Yes, I thought I had come up with a really clever idea, getting an AI to breathe new life into one of the most notoriously difficult synthesizers to program, yet with a cult following, and to explore the boundaries of sound design and see what a non-human approach could come up with. So, before I set out on my own journey, I googled it. And found the site This DX7 Cartridge Does Not Exist. Which actually uses a trained AI to generate “cartridges”, or rather banks of 32 sounds for free.
Apparently, someone had beaten me to it. Somewhat deflated, I downloaded a few sound banks, tried them out in my DX7, and then shelved my idea for a few months. And then I thought: How can I do this better?

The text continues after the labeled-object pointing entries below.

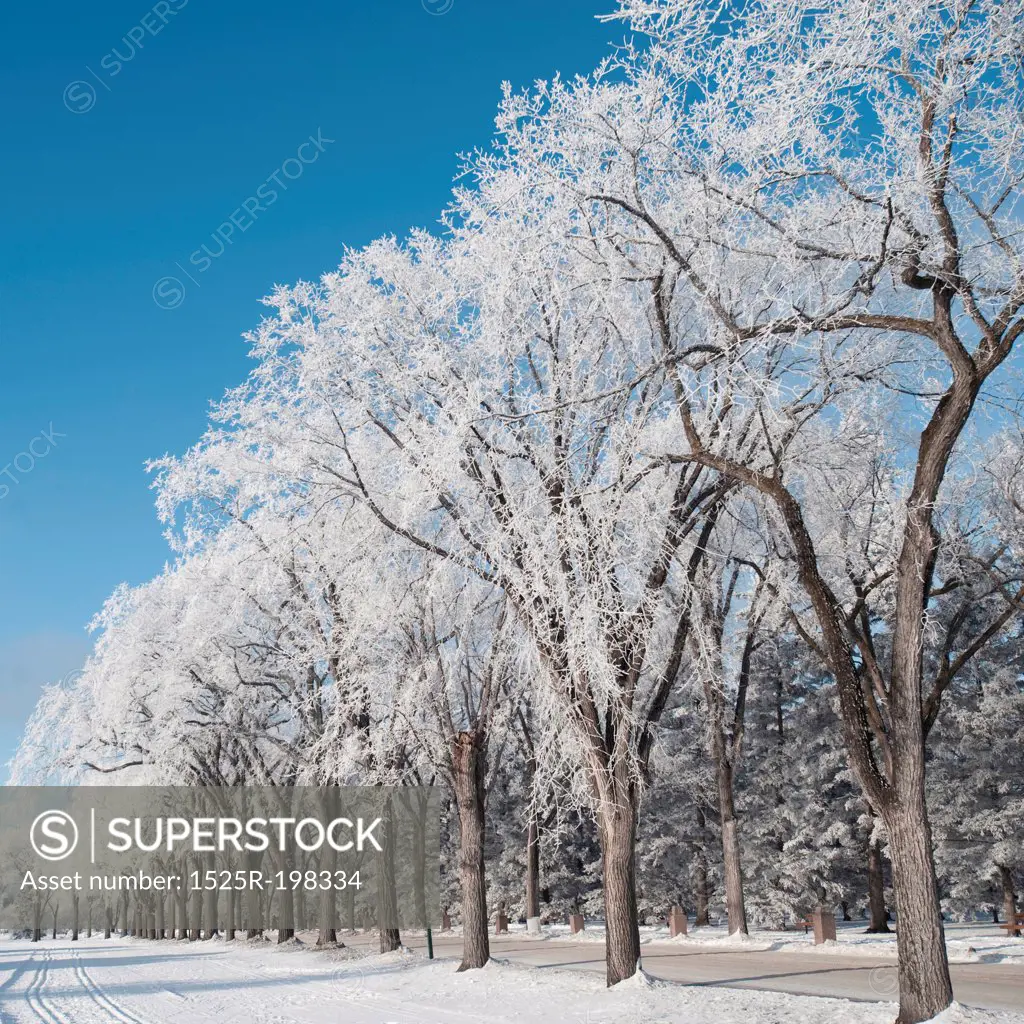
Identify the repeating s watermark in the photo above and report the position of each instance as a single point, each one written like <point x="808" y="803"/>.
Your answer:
<point x="53" y="836"/>
<point x="80" y="95"/>
<point x="169" y="291"/>
<point x="25" y="462"/>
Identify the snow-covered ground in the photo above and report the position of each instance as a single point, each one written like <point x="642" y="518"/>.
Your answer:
<point x="971" y="943"/>
<point x="139" y="982"/>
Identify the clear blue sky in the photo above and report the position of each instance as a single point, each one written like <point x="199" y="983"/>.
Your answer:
<point x="130" y="133"/>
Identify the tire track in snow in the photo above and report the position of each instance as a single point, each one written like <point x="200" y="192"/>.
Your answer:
<point x="34" y="993"/>
<point x="99" y="997"/>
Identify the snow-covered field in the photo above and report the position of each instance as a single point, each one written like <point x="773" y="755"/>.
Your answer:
<point x="138" y="982"/>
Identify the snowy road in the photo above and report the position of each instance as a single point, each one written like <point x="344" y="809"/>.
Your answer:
<point x="138" y="982"/>
<point x="855" y="976"/>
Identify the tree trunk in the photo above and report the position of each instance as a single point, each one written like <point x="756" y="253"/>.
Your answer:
<point x="925" y="988"/>
<point x="468" y="762"/>
<point x="210" y="909"/>
<point x="286" y="912"/>
<point x="387" y="900"/>
<point x="617" y="826"/>
<point x="254" y="926"/>
<point x="701" y="896"/>
<point x="1009" y="899"/>
<point x="879" y="921"/>
<point x="532" y="870"/>
<point x="732" y="865"/>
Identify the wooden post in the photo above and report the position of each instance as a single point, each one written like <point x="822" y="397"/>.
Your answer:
<point x="677" y="922"/>
<point x="824" y="926"/>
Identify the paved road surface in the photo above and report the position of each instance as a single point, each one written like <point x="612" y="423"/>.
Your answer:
<point x="993" y="986"/>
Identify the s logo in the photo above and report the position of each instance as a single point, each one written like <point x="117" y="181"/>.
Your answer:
<point x="53" y="835"/>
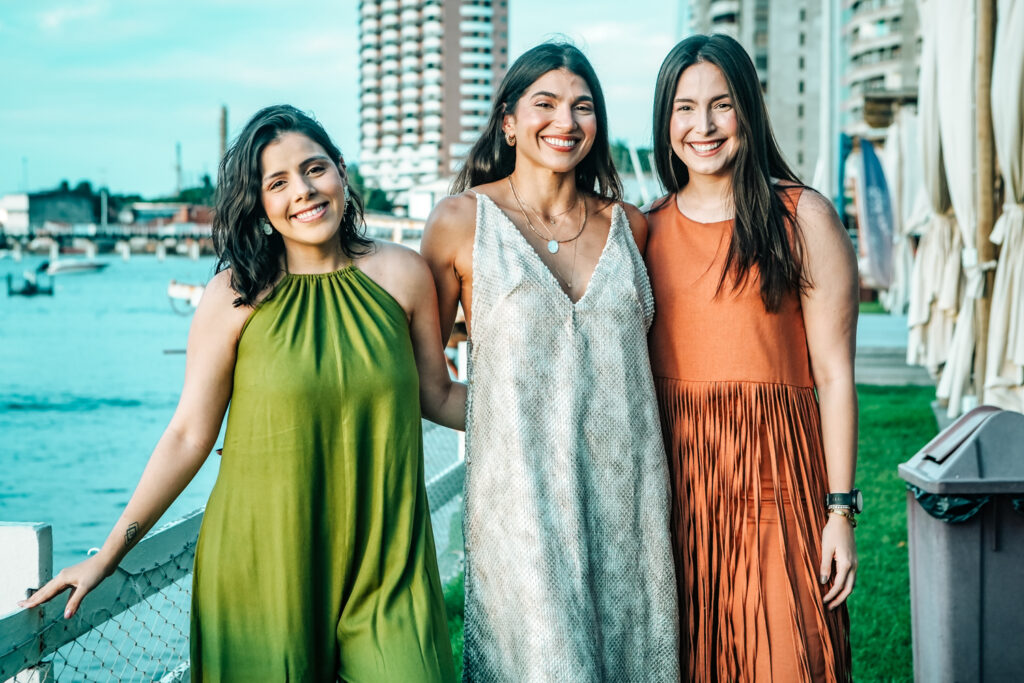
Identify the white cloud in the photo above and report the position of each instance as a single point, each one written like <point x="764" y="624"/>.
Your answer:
<point x="54" y="19"/>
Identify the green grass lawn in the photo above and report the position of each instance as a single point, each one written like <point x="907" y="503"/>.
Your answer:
<point x="872" y="307"/>
<point x="895" y="423"/>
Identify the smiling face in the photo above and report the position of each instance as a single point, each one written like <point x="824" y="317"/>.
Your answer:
<point x="704" y="126"/>
<point x="554" y="122"/>
<point x="303" y="190"/>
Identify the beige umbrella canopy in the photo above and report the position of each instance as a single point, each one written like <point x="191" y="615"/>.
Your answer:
<point x="935" y="276"/>
<point x="1005" y="369"/>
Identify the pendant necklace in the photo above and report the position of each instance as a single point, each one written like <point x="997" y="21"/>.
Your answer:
<point x="553" y="244"/>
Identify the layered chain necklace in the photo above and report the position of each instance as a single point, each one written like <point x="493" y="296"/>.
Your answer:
<point x="553" y="244"/>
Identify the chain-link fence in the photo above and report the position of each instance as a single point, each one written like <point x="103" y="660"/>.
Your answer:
<point x="136" y="626"/>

I don’t know how the author of the DX7 Cartridge We Would All Have Wanted Back In The Day approached the problem, as I haven’t studied the source code. But what I did find was that out of every generated cartridge – one “cartridge”, or rather, bank consists of 32 sound patches – only a few sounds seemed useful to me, the rest consisting of nasty squawks and harsh noise – but I wanted something that could create a bank of a lot of useful sounds – and I wanted to be able to create sounds out of a given category.
Another challenge is the fact that GANs are notoriously difficult to train. In fact, they usually don’t converge to a minimum loss, or maximum quality, but rather stabilize at a certain optimal tradeoff-level which happens less often that you would hope.
Then, there was the daunting task of classifying the training data. Fortunately, the internet has collected patches created by clever DX7 programmers from the past 40 years (!) and as it turned out, there was no shortage of quality sounds to use as a training ground. But what they don’t tell you, is that data has to be categorized in order to be able to train any deep network, at least if you want any results to write home about, and unless you’re Google and can recruit millions of people on the web to do it for you (for free), you have to do it yourself. This actually turned out to be quite a huge undertaking, as we will see later.
Finally, it all had to be coded, and tested. And how do you test if sounds are useful and sweet-sounding? By ear, of course. By the end of this journey I had to refrain from listening to FM sounds for a couple of months to avoid developing a sonic allergy to them! But I have since recuperated, and quite enjoy the tool I now have to create not just sounds from a given category, but actually combination of categories and also variations of any favorite sound!
Through this series of articles, I will share the details of my journey, and hope to inspire some of you to try it out for yourselves. I also hope to get ideas and inspiration on how to further develop Deep DX into an even more useful tool for sound creation.